Rugby – Coupe du monde - Damien Chouly : « J’ai encore faim ! »
La rédaction

Capitaine de Clermont, Damien Chouly fait partie des joueurs retenus par Philippe Saint-André pour disputer la Coupe du Monde (18 septembre – 31 octobre). Après une saison dantesque rythmée par deux finales malheureusement perdues, le troisième-ligne rêve de participer à son premier mondial avec le XV de France.

Vous avez connu une préparation physique très rude en vue de cette Coupe du monde. Tout va bien, physiquement et moralement ? Tout va bien très bien, oui. C’est vrai que les trois premières semaines de préparations ont été intensives mais pour prétendre à disputer une Coupe du Monde et être à la hauteur d’un tel événement, c’est un devoir que d’être au top de sa forme physique. Vous vous êtes déjà frotté à une préparation d’une telle intensité ? J’ai connu des préparations costaudes en club mais c’est la première du genre. L’intensité était vraiment forte puisque nous avons eu jusqu’à quatre entraînements par jour. C’était un mélange entre 70% de physique et 30% de rugby, à base de séance de musculation, de fitness et un peu d’entraînement sur le terrain. C’était nouveau pour moi mais nous avions été prévenus par le staff que ce serait une cadence redoutable. Le staff avait déjà annoncé la couleur lors des précédents rassemblements ? Oui, lorsqu’on s’est quitté à la fin du tournoi des 6 Nations, le staff avait déjà parlé de cette préparation. C’était un élément clé pour la suite, une étape indispensable avant de se présenter dans une Coupe du Monde où vous disputez un match tous les quatre jours. Cette préparation, ça aussi été l’occasion pour le groupe de vivre ensemble, créer des liens ? Complètement. C’est vrai que d’habitude, avec l’équipe de France, on se retrouve le lundi pour jouer le samedi. Avec le calendrier infernal des compétitions, nous manquons de temps pour construire et bâtir des choses importantes dans la vie d’une équipe. Là, on a commencé par passer trois semaines non stop ensemble ! C’était génial et ça nous a permis de prendre le temps, d’apprendre à se connaître mieux. Les affinités se créent ou se renforcent, nous avons été mis dans des situations qui ont permis au groupe de se cimenter…

« ON EST BIEN ENSEMBLE, TOUT LE MONDE EST CONCERNÉ »

Comme par exemple ? Nous avons fait pas mal d’activités hors-rugby, lors du stage à Tignes.
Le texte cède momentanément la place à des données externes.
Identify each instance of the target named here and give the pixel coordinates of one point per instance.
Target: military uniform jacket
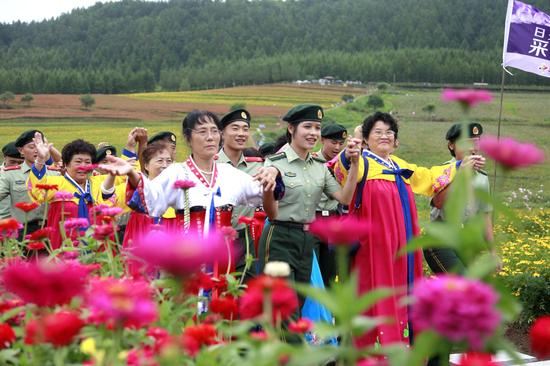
(305, 181)
(13, 185)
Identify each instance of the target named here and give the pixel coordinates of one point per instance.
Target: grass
(279, 95)
(421, 136)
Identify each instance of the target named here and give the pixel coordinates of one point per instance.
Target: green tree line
(132, 46)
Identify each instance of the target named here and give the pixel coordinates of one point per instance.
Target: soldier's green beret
(103, 151)
(267, 149)
(26, 137)
(474, 130)
(164, 135)
(334, 131)
(304, 112)
(11, 150)
(236, 115)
Nous sommes sortis deux fois en montagne. Une journée, nous avons monté le col de l’Iseran : 18 kilomètres à vélo… Et derrière, randonnée de 2h40 avant de dormir dans un refuge. On a aussi fait de la via ferrata, où il a fallu, pour quelques uns d’entre nous, gérer le stress lié au vertige… C’était riche en émotions ! Est-ce que vous avez-vous découvert un joueur, une personnalité, dans ce groupe ? Quelqu’un qui a particulièrement retenu votre attention ? C’est difficile parce qu’on se connait tous déjà. Quand on n’est pas ensemble en équipe de France, on joue ensemble ou les uns contre les autres le week-end. On se croise très souvent, on parle beaucoup. On est bien ensemble, tout le monde est concerné, c’est parfait. Philippe Saint-André ne sera plus le sélectionneur de l’équipe de France après cette Coupe du Monde. C’est un paramètre à prendre en compte ? On sait effectivement qu’il va être remplacé après ce Mondial et on sait que Guy Novès va prendre la suite de son travail. Tout ça, c’est loin. Le plus important, c’est d’être concentré sur la compétition qui arrive. On parle quand même d’une Coupe du Monde, ce n’est pas rien. On pense principalement à bien se préparer, à faire quelque chose d’exceptionnel ensemble. Avec les joueurs, le sélectionneur. On répond tous présent et il n’y a pas d’autres paramètres qui entrent en ligne de compte. Le sélectionneur ne vous a pas parlé de son départ, de sa succession, durant le rassemblement ? Non, pas du tout. Il a plutôt parlé du présent, de la mentalité et de l’état d’esprit à adopter. Il est conscient, et tous les joueurs le sont, que c’est notre état d’esprit qui fera la différence. C’est primordial. Après plusieurs résultats médiocres, tout le monde nous attend au tournant. Et depuis quatre ans, depuis la finale perdue face à la Nouvelle-Zélande, tout le monde parle du Mondial en Angleterre. Cette fois, on ne parle plus : on y est. Une Coupe du Monde, c’est un rêve. Même quand on s’apprête à la jouer ? Bien sûr que ça reste un rêve… Ce n’est pas donné à tout le monde de vivre un tel événement. J’ai conscience de la chance qui est la mienne. C’est pour cette raison que je suis à 200%. Je n’ai qu’un objectif : jouer et tout donner pour que la France brille et gagne !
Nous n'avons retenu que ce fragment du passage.